Some languages have exceptions for this. “et cetera” which should always be written as “etc.” but titles preceding proper names will sometimes be abbreviated like in English.
Example:
I went to see Dr. Jones. (even if the speaker said “doctor Jones”)
In acronyms, do not use periods between letters.
Example:
AT&T, SUV
lol, jk, wtf, rofl
Agreed spelling : When a speaker spells out a word the spelled-out word should be written in lowercase with blank spaces between the letters.
Example:
c o m p u t e r (if the speaker spells out the word “computer)
•An exception to this rule is initialises (BBS), acronyms (NASA), and spelled out email and web-addresses.
•Single letters should be written in uppercase.
Example:
words that start with J
Proper Names : Use official spelling, capitalisation, and punctuation for proper names. Google them and pay attention to the correct format. Official format and spelling of a proper name may supersede the usual written transcription conventions detailed in this document.
When words are used as titles or names, they should be capitalised:
Example:
I'm going with Mom, Father, Grandpa, Grams, and Aunt Sue.
•If proper names include diacritics uncommon in your language (é, ü, ç, etc), include them in your spelling. If unsure, refer to news articles, official city or celebrity websites, IMDb, Wikipedia, Google Maps, or knowledge cards (the answer box above the list of Google Search results) in that order.
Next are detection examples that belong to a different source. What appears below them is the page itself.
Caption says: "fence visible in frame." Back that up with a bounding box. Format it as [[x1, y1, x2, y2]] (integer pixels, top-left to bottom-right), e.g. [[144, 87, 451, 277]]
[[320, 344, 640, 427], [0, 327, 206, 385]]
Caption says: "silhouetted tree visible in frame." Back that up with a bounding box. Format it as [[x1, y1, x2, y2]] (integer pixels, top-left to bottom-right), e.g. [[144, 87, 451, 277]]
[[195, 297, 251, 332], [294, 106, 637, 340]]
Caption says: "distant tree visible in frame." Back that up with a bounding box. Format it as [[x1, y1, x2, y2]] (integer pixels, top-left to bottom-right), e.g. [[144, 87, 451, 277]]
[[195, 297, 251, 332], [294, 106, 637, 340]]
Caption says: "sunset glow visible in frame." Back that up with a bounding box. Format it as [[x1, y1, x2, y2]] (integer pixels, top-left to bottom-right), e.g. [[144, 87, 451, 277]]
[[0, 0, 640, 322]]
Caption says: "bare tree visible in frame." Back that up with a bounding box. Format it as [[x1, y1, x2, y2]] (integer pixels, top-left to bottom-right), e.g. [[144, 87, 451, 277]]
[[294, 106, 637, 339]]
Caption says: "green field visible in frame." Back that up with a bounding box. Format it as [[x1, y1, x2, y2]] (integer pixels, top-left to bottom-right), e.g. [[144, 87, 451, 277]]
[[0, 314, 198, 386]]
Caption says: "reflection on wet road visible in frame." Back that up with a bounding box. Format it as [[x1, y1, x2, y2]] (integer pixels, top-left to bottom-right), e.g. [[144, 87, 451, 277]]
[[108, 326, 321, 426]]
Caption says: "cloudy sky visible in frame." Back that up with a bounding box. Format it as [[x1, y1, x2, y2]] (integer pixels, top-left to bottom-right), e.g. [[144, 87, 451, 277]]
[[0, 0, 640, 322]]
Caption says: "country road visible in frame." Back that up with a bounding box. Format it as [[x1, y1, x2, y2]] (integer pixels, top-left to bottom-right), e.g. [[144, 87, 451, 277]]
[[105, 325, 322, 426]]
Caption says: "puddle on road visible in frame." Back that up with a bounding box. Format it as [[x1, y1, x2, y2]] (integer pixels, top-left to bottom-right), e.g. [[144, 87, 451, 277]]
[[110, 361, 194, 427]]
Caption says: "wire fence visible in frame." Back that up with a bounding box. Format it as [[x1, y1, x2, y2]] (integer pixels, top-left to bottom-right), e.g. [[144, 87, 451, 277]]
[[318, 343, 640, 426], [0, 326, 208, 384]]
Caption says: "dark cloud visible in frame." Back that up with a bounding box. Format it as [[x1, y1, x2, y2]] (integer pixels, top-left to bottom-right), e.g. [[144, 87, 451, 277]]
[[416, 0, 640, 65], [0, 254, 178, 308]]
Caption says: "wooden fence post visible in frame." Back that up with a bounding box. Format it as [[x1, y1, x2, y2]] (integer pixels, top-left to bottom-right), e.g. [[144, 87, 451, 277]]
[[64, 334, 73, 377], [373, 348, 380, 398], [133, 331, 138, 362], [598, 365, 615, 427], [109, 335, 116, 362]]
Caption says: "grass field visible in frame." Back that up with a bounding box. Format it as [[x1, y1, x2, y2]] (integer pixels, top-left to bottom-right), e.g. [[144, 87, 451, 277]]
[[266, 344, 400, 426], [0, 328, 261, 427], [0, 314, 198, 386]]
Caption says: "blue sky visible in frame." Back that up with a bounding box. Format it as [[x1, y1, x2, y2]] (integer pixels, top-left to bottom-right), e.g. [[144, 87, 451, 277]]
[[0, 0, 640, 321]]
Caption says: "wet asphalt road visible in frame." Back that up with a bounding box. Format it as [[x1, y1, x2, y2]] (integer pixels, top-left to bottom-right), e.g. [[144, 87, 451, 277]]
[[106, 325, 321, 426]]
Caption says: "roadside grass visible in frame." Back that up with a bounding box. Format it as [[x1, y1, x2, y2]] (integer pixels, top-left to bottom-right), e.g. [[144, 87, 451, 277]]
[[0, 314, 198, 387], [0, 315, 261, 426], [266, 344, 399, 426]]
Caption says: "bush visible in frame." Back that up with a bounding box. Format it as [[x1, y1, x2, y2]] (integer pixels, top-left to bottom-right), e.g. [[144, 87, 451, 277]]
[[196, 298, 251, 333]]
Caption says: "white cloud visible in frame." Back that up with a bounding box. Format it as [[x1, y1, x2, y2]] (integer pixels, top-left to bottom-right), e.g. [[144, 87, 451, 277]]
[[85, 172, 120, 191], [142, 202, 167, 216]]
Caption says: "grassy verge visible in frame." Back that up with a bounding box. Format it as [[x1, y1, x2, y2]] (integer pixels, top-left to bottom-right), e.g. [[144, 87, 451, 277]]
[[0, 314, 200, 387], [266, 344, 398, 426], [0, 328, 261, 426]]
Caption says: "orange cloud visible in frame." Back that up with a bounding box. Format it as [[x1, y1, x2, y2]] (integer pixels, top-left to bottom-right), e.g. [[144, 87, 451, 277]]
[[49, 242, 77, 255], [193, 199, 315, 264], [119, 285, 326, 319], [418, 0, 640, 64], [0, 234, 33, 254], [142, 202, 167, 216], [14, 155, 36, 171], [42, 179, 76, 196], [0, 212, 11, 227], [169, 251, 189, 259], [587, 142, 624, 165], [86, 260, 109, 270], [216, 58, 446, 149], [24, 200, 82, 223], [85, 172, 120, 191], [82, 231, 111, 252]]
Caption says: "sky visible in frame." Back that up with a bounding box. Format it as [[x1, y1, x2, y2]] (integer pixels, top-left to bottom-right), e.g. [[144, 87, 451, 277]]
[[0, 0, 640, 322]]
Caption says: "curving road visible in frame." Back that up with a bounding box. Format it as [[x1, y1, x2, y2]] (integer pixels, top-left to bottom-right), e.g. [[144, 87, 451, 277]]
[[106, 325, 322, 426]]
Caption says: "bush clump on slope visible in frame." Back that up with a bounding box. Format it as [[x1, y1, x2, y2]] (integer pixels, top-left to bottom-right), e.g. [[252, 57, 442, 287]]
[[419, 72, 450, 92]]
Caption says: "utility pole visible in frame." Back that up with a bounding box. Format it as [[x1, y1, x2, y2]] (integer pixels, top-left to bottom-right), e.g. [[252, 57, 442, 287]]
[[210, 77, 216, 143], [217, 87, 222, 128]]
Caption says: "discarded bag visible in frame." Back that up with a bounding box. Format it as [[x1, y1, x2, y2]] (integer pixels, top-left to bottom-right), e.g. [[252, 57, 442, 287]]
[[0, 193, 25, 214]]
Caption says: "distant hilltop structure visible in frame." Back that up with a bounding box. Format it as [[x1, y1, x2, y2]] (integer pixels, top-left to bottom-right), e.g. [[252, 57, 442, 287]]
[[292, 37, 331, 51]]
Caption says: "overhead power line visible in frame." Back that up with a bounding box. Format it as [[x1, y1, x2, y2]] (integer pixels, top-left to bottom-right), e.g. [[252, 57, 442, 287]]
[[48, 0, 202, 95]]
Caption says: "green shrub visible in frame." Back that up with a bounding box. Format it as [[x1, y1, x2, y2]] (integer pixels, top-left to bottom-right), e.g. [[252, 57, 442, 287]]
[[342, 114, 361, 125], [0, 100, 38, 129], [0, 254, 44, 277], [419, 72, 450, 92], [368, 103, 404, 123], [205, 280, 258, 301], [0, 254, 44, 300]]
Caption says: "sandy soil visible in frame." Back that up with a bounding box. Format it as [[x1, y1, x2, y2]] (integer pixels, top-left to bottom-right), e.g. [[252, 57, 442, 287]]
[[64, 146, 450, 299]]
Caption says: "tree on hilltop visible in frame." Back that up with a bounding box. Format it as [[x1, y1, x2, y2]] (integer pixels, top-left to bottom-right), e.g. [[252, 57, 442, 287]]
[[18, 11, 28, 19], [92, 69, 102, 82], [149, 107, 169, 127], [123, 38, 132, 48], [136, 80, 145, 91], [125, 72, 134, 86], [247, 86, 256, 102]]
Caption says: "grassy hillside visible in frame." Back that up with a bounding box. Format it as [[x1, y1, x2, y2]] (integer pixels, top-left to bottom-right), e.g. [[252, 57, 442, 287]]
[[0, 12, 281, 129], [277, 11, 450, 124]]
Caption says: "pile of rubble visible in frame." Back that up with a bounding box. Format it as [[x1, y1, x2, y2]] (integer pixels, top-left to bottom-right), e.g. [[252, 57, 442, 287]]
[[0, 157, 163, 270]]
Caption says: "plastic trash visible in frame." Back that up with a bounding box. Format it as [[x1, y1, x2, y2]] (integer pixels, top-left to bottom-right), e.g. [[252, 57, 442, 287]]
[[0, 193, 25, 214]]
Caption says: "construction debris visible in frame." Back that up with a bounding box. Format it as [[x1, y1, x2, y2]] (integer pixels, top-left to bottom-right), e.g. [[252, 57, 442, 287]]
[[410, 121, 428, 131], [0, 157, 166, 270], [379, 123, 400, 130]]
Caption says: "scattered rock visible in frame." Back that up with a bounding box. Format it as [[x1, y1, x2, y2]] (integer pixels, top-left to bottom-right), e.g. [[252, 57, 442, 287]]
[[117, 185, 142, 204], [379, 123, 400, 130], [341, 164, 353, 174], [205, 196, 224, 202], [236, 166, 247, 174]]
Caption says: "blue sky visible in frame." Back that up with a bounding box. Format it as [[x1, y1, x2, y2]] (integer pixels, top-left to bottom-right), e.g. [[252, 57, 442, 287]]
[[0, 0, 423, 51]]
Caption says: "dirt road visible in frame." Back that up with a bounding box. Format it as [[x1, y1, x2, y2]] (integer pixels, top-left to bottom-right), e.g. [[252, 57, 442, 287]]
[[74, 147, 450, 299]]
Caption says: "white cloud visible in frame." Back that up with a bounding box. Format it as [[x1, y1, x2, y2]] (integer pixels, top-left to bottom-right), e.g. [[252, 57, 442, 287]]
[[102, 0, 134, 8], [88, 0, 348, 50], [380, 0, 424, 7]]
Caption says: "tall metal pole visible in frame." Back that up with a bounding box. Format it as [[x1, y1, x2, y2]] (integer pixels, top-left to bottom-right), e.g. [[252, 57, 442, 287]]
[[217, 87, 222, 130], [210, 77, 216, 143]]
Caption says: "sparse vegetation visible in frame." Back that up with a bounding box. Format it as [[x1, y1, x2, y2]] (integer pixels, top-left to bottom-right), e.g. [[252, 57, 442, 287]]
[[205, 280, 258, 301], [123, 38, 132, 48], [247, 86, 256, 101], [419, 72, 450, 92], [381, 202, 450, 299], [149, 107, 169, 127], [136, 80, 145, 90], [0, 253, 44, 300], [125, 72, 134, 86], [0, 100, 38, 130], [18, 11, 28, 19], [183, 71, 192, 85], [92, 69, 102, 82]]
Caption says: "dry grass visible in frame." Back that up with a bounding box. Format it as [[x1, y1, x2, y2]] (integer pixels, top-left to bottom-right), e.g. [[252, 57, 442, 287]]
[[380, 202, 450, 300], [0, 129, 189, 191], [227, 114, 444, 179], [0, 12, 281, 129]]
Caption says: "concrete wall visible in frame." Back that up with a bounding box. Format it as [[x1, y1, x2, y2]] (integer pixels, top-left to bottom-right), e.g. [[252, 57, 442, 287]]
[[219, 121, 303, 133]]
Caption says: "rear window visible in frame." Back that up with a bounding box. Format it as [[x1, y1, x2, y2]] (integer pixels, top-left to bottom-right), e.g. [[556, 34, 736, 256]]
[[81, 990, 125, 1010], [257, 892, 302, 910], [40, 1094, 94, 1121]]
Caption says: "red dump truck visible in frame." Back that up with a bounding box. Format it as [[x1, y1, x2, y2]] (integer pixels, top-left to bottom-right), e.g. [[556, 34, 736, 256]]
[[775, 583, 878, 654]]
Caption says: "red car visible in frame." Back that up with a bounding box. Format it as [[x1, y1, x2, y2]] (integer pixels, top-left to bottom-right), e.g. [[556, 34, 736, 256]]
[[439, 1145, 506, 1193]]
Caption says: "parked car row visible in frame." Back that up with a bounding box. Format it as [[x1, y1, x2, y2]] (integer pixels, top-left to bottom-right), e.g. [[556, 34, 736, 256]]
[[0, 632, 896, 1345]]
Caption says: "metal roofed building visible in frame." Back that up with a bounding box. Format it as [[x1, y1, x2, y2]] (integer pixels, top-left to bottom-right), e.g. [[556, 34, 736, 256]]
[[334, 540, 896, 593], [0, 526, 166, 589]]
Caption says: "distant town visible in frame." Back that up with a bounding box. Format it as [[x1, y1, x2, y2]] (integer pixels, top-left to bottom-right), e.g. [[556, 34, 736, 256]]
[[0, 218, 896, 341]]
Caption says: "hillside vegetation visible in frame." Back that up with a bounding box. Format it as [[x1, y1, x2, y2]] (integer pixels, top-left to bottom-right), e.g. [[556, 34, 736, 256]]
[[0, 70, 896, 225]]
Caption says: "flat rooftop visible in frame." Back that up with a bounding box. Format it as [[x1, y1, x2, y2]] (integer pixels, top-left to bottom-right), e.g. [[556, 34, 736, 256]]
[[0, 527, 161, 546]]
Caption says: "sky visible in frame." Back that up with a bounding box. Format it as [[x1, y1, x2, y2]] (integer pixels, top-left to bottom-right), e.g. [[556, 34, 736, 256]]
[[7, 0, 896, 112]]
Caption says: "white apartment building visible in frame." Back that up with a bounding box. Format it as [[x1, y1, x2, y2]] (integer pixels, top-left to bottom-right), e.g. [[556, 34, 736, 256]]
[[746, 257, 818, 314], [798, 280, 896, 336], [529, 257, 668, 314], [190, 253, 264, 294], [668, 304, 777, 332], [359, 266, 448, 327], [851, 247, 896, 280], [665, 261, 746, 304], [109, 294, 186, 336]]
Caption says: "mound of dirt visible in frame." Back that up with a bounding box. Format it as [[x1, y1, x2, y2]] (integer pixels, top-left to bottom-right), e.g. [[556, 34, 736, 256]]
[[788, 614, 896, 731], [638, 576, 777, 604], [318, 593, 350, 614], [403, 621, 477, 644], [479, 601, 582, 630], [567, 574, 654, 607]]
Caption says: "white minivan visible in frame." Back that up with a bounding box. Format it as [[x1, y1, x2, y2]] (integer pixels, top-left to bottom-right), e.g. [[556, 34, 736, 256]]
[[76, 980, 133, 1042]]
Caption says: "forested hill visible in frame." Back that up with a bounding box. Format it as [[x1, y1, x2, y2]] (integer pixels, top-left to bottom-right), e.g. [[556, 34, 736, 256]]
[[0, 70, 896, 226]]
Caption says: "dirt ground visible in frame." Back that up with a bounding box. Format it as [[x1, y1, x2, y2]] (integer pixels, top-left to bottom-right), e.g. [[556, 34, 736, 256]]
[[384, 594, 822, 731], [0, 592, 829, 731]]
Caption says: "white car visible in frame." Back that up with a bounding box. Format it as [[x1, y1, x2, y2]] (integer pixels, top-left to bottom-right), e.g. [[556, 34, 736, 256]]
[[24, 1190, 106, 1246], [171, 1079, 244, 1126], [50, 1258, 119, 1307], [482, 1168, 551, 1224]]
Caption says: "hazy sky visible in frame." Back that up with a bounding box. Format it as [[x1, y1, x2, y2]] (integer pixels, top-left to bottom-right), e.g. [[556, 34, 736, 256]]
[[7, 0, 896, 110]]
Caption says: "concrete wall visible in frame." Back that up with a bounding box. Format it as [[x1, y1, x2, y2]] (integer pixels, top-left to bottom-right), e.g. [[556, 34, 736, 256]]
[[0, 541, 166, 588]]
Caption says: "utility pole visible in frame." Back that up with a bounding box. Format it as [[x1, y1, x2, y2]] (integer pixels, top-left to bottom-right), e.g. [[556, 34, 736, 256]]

When no other source can be used to decide between spellings, choose the spelling used in the first hit(s) on Google.
•Format proper names as they are most formatted on the entity's website (especially official documents).
•The phrase "Ok Google", as well as possible derivatives such as "Ok Google Now" and "Ok Glass", require their own spelling of "okay". This spelling is unique to these cases. In all other cases, use the correct way to spell it in your language (OK, Ok, Okay, etc.)
Example:
Ok Google, show me pictures of dogs.
Refer to the Google Play Store for official spellings of media titles. For film/television, IMDb is also available. If an utterance is ambiguous between a media title and a sentence or web search, use your judgement for which is more likely; if truly unclear, default to media title. Capitalise all title words except articles, conjunctions and prepositions unless they are the first word.
Do not use quotation marks for media titles.
Laughter : Actual laughter within speech should be ignored and not transcribed. In case the speaker says “ha ha ha ha ha”, with words, without laughing, it should be transcribed, but only up to an amount of syllables that can vary depending on your language.
Multiple spellings : When multiple spellings are attested, use the first spelling used in the reference dictionary for your language. Make sure with your trainer that you have access to the reference dictionary for your language.
Slang and contractions: Transcribe slang and colloquialisms as spoken. Do not alter non-standard speech that the speaker probably wouldn't want corrected.
Some languages have exceptions lile “gonna” and “wanna” which should be spelled as “going to” and “want to”. Make sure you know which ones fonction this way for your language.
When the speaker speaks with an accent, use the standard spelling. Someone who is a German native speaker may say something that sounds like “zis” when they want to say “this”. We would correct this slight error, and we would transcribe the intended word.